Vision in Degraded Visibility Conditions

I have been working on vision in degraded visibility conditions (fog, rain, snow, and nighttime) for a long time. Over the years I have made progress on many facets the problem, and many things in the field of vision has also changed along the way. I will outline some interesting aspects in this post.

Introduction to Atmospheric Scattering

To motivate the problem, consider the scenario where you are given a single foggy RGB image and you want to obtain the defogged image. Before we delve into the details, let’s first understand the physics of fog. Fog is a weather phenomenon that occurs when the air is saturated with water vapor. The water droplets in the air scatter light (a phenomenon known as Mie scattering), which reduces the contrast and visibility of objects in the scene. Let \(L\) be the luminance of an object under monochromatic light, \(L_0\) the luminance at zero distance, \(\beta\) Mie scattering parameter, and \(\alpha\) background luminance (airlight). Both Koschmieder (1924) [1] and Duntley (1948) [2] showed the scattering of light is modeled by the following equation (Atmospheric Scattering Model):

\[L = L_0 e^{-\beta d} + \alpha (1 - e^{-\beta d})\]

where \(d\) is the distance between the observer and the object. This model is applicable to visibility degredation through a scattering medium in general, and not limited to fog.

Humans are trichromatic and have cones for short, medium, and long wavelengths that correspond to our perception of blue, green, and red primary colors (1931 CIE color matching). The luminance of channel \(y\) is computed by integrated the respective color matching function \(y(\lambda)\) against the irradiance, \(E\), over all wavelengths.

Human sensativity to different wavelengths for each cone.

Without scattering, the luminance of each channel is given by

\[L_{y} = \int_{0}^{\infty} y(\lambda) E(\lambda) d\lambda\]

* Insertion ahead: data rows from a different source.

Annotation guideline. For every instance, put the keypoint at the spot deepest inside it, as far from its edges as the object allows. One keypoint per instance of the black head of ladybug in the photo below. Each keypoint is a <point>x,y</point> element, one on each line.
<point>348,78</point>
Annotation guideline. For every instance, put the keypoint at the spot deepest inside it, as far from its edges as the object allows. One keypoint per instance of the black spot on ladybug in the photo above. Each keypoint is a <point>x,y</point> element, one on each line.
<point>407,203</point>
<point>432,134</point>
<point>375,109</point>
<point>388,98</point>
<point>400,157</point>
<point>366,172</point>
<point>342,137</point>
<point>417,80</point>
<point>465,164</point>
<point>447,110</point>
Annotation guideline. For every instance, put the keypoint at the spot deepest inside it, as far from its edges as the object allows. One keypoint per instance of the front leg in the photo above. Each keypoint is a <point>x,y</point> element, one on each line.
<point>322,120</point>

Mie scattering is independent of wavelengths, that is with scattering, the luminance of each channel is given by the Atmospheric Scattering Model as

\[L_{y} = \int_{0}^{\infty} y(\lambda) \left[ E(\lambda) e^{-\beta d} + \alpha (1 - e^{-\beta d}) \right] d\lambda\]

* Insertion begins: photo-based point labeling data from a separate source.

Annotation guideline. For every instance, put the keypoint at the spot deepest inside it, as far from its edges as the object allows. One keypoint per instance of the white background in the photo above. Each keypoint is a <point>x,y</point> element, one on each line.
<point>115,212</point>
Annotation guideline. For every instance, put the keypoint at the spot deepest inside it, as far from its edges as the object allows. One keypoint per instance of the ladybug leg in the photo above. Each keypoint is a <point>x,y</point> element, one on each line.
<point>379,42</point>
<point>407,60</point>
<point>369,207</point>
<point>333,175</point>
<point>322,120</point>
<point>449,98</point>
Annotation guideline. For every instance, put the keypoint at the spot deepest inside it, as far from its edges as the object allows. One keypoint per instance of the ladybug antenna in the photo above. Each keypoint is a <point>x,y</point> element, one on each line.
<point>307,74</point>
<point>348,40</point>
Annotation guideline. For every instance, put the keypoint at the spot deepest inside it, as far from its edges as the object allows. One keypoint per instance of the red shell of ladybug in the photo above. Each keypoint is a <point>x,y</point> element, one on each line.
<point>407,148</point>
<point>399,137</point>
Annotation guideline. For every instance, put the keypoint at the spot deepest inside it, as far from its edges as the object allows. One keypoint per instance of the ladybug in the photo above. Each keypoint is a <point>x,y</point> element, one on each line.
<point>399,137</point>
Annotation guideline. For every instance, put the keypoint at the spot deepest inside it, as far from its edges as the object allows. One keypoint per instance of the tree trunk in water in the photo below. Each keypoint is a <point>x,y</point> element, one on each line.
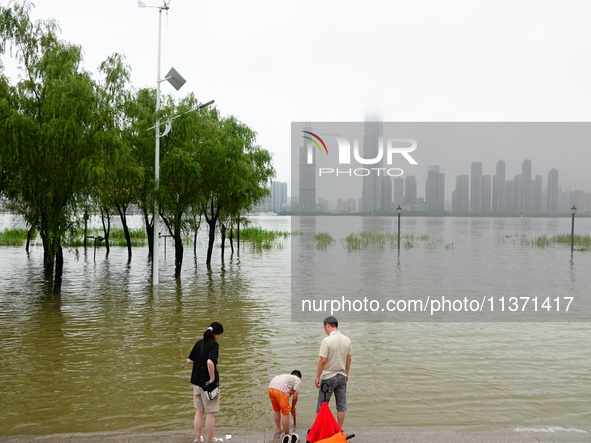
<point>195,245</point>
<point>85,228</point>
<point>211,222</point>
<point>123,217</point>
<point>178,252</point>
<point>223,231</point>
<point>107,228</point>
<point>48,258</point>
<point>29,235</point>
<point>232,239</point>
<point>150,233</point>
<point>59,270</point>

As the color matching functions are normalized to integrate to the same constant, and the transformation from CIE RGB to standard RGB colorspace is linear, for each of the RGB channels of the image we have

\[I(x) = J(x) t(x) + \alpha(1 - t(x))\]

where \(I(x)\) is the observed luminance at pixel \(x\), \(J(x)\) is the scene luminance, \(t(x) = e^{-\beta d(x)}\) is the transmission map, \(d(x)\) the depth map, and we absorb the normalization constant into \(\alpha\). With some algebra, we can see to estimate the scene radiance \(J(x)\) we need to estimate the transmission map \(t(x)\).

Visibility Degredation for varying levels of parameters. Figure credits to Neal Bayya

Two early works, DehazeNet [3] and Dark Channel Prior [4], respectively estimated the transmission map directly in an end-to-end manner using a ConvNet and using the Dark Channel Prior. Once we have the transmission map, as in DehazeNet, \(\alpha\) can be estimated as

\[\alpha = \max_{y, x \in t(x) < t_0} I(x)\]

where \(t_0\) is a tunable parameter.

Visibility Distance Estimation

While at Nvidia Self Driving, I worked on operational domain verification for autonomous vehicles. One of the tasks was to determine the meteorological visibility distance, which influenced the decisions made by the perception stack. We can rearrange the Atmospheric scattering model as follows

\[\frac{L - \alpha}{\alpha} = \left( \frac{L_{0} - \alpha}{\alpha} \right)e^{-\beta d}\]

or equivalently

\[C = C_{0}e^{-\beta d}\]

where \(C\) is defined as the visual contrast. The meteorological visibility distance is defined as the distance at which the visual contrast is reduced to a certain threshold, usually 0.05 of a black object (\(L_{0} = 0\)), which is approximately

\[d_{m} = -\frac{\ln(0.05)}{\beta}\]

It is important to note visibility distance degredation is a global effect. This means local effects by lamppost glare, puddle reflections, vehicle spray do not contribute to the visibility distance. This does not mean we do not consider them; on the contrary, our model must learn how to recongize and ignore local effects. The team decided to train a CNN to regress visibility distance from synthetic data, as real images in degraded conditions were sparse due to collection bias.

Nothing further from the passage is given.